A total of 57 datasets were employed as training sets for regression purposes, the following models were tested: (i) incorporating features from both subjects’ signals, (ii) exclusive use of subject 1’s data, and (iii) exclusive use of subject 2’s data. Subsequently, the corresponding models underwent evaluation, using all available windows from (i) subject 1 and 2, (ii) subject 1 alone, and (iii) subject 2 alone as testing sets. This evaluation employed leave-one-out cross-validation.
Furthermore, the models built with training sets that contained information from only one of the subjects were also assessed using the data of the other subject. This assessment aimed to confirm the presence of any bias within the models, specifically whether they exhibited inferior performance when estimating SBP and DBP values for the subject not included in their training set. The results demonstrated were worse when estimating SBP and DBP values of the subject excluded from the training set (Table 2). In each of these evaluation scenarios, metrics such as the mean absolute error (MAE), standard deviation (STD), and root mean Squared error (RMSE) were computed to quantify performance.
The function trapz.m in MATLAB was used to extract the features that were placed under the PPG curve based on the trapezoidal rule approximation method by integrating the input curve between specified points numerically. As described in the method section, the windows that were generated previously from the signals are fed into the FeatureExtraction.m function as an input, and we implemented functions to extract features at various steps. At each step, these windows pass through quality control, and if they do not carry any interpretable signal, then they are rejected, which means the well-documented features of each signal are absent. This is a crucial advance in our implementation because, even if we tried to remove maximum noise and large amplitude artifacts, there may remain some low-amplitude artifacts that corrupt the samples.
In Table 3, the features excluded or chosen by our stepwise linear regression algorithm are displayed, and their selection varies depending on the training dataset and the target variable, either SBP or DBP. Notably, when focusing on subject 2’s subset, we observed a larger number of features that were considered statistically insignificant for the regression model. This observation might be attributed to the high variance shown by this patient, as previously mentioned, in contrast to the data from subject 1.
We consistently observed that feature ddppgPH was removed in all training sets, indicating a significant likelihood of its model coefficient being zero. This suggests that this feature may not exhibit as strong a correlation with both SBP and DBP as the other features. Additionally, the parameter PATf is consistently excluded from the predictor vector across all training sets, except when estimating DBP with subject 1’s dataset. This further suggests that this particular feature may not be as strongly correlated with blood pressure as the other features. Based on our sample data, the features that appear to exhibit the highest correlation with blood pressure values are those that were retained without removal when the model was applied to each training set. These features include DT, ASI, and AI, respectively.

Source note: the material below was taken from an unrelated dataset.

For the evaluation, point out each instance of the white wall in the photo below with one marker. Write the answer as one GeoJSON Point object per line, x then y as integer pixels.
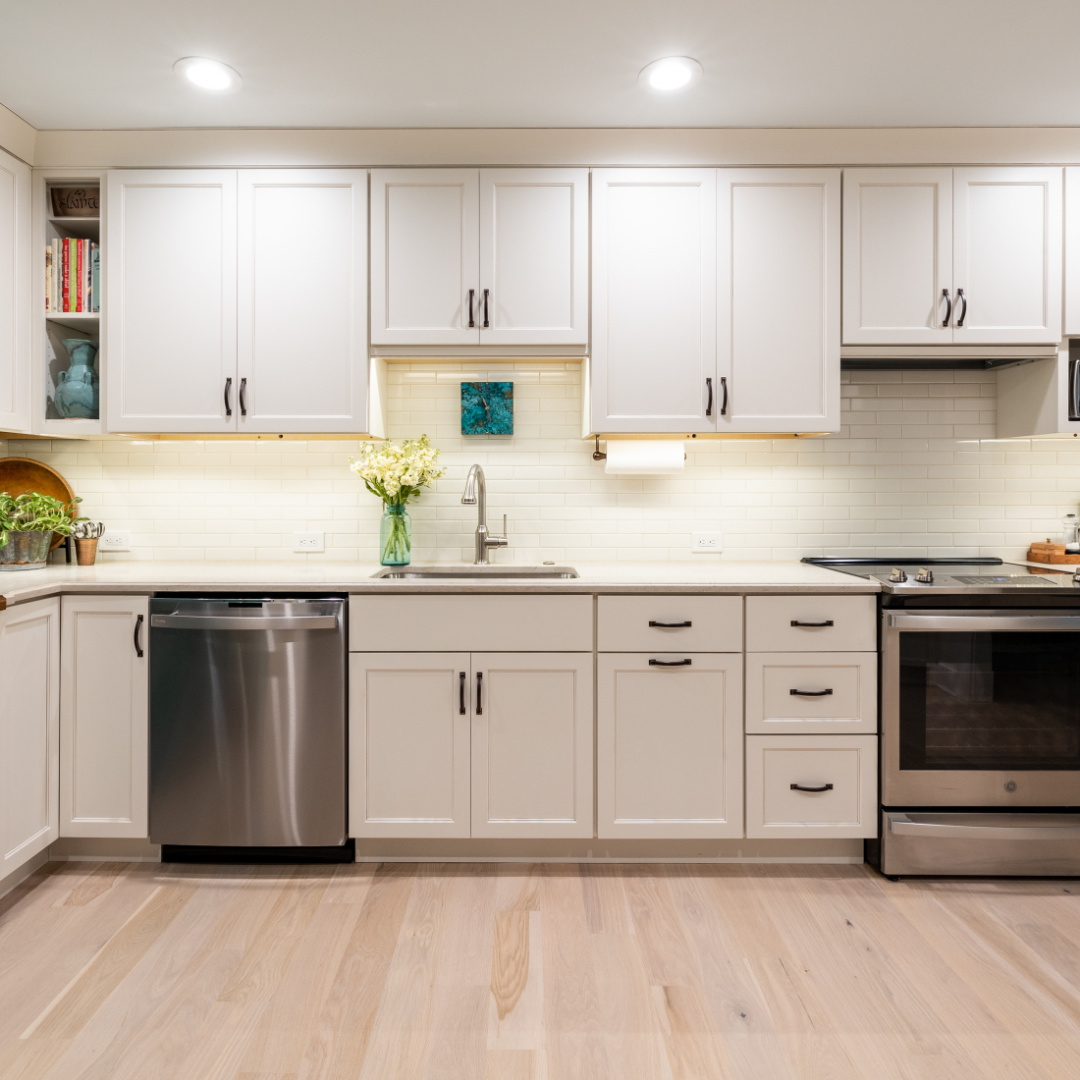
{"type": "Point", "coordinates": [916, 468]}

7. The Estimation Models Discussion

In Table 4, the regression RMSE values are presented. These values indicate how well the linear regression models fit our datasets. Specifically, subject 1’s model displays the lowest RMSE values, with 4.4 mmHg for SBP and 1.5 mmHg for DBP, indicating a stronger linear correlation among their features. In contrast, subject 2’s models display the highest RMSE values among the 3 datasets, measuring 10.60 mmHg for SBP and 5.9 mmHg for DBP, showing a weaker linear correlation among their features compared to subject 1’s model. As a result, the models that combine information from both subjects fall in between the RMSE values of 7.5 mmHg for SBP and 3.83 mmHg for DBP.
Furthermore, it is worth highlighting that we observed smaller RMSE and STD values in the models designed for estimating DBP in contrast to those for SBP. This discrepancy may be attributed to the lower variance in DBP. A similar trend is observable when comparing the RMSE and STD of the fits between subject 1’s subset and subject 2’s, where the latter shows larger values due to lower data quality and more varied signal (Figure 1).
The leave-out-cross validation was used to assess the model’s capacity for generalization to an independent dataset, as displayed in Table 5. It is important to note that models derived from the two subjects are limited by the number of subjects used in the data, making it unlikely for the models to accurately estimate the SBP and DBP of subjects other than subjects 1 and 2. Still, our model shows lower MAE and STD values when compared with the parameter-based CNN and Bidirectional Long Term Memory model performed in [31] with MAE (7.849 mmHg), RME (11.503 mmHg), MAE (4.418 mmHg), and RME (6.525 mmHg) for the SBP and DBP, but without any feature extraction. Moreover, we also compared our results with studies using machine generalized regression neural networks (GRNNs) developed on the MIMIC II database in [41], K-nearest neighbors’ algorithm (KNN) by Fati, S.M et al. [42], and the machine learning method implemented by Simjanoska et al. in [43], shown in Table 5.
The models that exclusively utilize information from subject 1 show lower MAE, STD, and RMSE values when compared with those based on subject 2. This difference shows the former models’ enhanced ability to estimate subject 1’s SBP and DBP compared to the latter models’ performance in predicting subject 2’s values. The variability in subject 2’s signals is a probable factor influencing the accuracy of the models’ predictions. The performance of the models using data from one subject when applied to the other subject’s data was also assessed, as shown in Table 5. Notably, the MAE, STD, and RMSE values are greater in this scenario in comparison to the error values reported in Table 4 and Table 5. These models are specifically tailored to each subject due to the training set relying on one of the subjects. Therefore, the accuracy decreases when predicting the SBP and DBP of the other subject.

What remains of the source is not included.